Latest revision as of 22:25, 10 September 2022

Some find that APL expressions can have a poetic beauty. Phil Last submitted the following variable-free recursive dfn to compute the limit of a converging function, equivalent to the derived monadic operator ⍣≡:[1]

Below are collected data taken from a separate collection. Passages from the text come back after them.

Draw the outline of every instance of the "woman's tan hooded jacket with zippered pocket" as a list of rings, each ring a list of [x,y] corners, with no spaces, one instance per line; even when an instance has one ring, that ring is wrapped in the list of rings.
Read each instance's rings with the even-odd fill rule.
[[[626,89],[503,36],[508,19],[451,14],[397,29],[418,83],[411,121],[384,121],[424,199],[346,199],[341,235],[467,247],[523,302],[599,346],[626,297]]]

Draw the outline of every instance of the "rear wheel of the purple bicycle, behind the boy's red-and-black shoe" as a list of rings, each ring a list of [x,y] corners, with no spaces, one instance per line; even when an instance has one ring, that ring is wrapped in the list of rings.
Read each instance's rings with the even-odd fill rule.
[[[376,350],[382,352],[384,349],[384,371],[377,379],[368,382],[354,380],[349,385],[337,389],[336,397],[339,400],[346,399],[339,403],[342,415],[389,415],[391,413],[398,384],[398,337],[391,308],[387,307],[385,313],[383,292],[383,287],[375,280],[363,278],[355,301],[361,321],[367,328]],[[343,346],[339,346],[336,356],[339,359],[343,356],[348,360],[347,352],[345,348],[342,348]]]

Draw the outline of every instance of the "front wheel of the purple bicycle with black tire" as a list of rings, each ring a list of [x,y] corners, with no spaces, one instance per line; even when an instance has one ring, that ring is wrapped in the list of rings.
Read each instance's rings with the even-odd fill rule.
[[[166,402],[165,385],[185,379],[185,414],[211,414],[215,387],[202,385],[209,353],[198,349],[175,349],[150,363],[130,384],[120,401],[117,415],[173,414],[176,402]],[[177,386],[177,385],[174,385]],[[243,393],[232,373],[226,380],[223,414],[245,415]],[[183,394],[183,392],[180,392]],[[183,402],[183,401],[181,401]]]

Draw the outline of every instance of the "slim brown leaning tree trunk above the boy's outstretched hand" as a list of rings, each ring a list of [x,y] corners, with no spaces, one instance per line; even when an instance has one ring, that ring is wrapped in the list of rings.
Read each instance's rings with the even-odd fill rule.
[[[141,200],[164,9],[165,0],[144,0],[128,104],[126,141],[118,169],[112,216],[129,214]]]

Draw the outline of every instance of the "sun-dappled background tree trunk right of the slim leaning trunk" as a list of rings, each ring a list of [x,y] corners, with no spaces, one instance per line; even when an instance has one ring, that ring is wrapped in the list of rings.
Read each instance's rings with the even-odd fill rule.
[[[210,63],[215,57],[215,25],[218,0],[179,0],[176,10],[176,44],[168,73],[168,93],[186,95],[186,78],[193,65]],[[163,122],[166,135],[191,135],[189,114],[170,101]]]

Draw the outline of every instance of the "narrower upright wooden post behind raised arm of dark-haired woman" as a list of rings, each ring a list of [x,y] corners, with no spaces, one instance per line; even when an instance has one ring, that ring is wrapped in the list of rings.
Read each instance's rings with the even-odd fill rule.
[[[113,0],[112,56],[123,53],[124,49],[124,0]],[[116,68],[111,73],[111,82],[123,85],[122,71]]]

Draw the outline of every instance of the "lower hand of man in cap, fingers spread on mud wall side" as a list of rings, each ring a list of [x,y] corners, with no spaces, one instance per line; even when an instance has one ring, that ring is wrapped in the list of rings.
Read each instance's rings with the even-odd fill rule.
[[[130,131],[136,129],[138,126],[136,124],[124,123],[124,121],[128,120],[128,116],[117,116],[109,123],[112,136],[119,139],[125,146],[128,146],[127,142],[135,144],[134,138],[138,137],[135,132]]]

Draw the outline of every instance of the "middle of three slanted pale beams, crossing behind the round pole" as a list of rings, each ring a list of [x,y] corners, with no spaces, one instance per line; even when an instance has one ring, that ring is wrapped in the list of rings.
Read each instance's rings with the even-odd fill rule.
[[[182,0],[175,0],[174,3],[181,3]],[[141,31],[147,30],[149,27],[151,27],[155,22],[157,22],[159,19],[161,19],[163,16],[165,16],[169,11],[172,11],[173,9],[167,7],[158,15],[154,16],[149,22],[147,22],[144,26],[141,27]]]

limit←{             ⍝ Function power limit (fixpoint).
    ⍵ ⍺⍺{           ⍝ 'old' value:
        ⍺≡⍵:⍵       ⍝       old matches new: finished.
        ⍵ ∇ ⍺⍺ ⍵    ⍝       otherwise: try new value.
    }⍺⍺ ⍵           ⍝ 'new' value.
}

John Scholes noted that it was close to being a palindrome, so he inlined it and he amended it with dummy code to make its invocation for finding the golden ratio even closer to palindromic:

      1{1+÷⍵}{⍵ ⍺⍺{⍺≡⍵:⍵ ⋄ ⍵ ⍺⍺ ∇∇ ⍺⍺ ⍵ ⋄ ⍵:⍵≡⍺}⍺⍺ ⍵}{⍵÷+1}1
1.618033989

Scholes then published a minute-long video with musical accompaniment where he types the expression in a symmetric fashion, culminating with the execution.[2]

References

  1. Dyalog. Function power limit (fixpoint). Dfns workspace. 2019-02-07.
  2. DFunctionista. Palindromic Expression for Phi in APL. YouTube. 2009-02-13.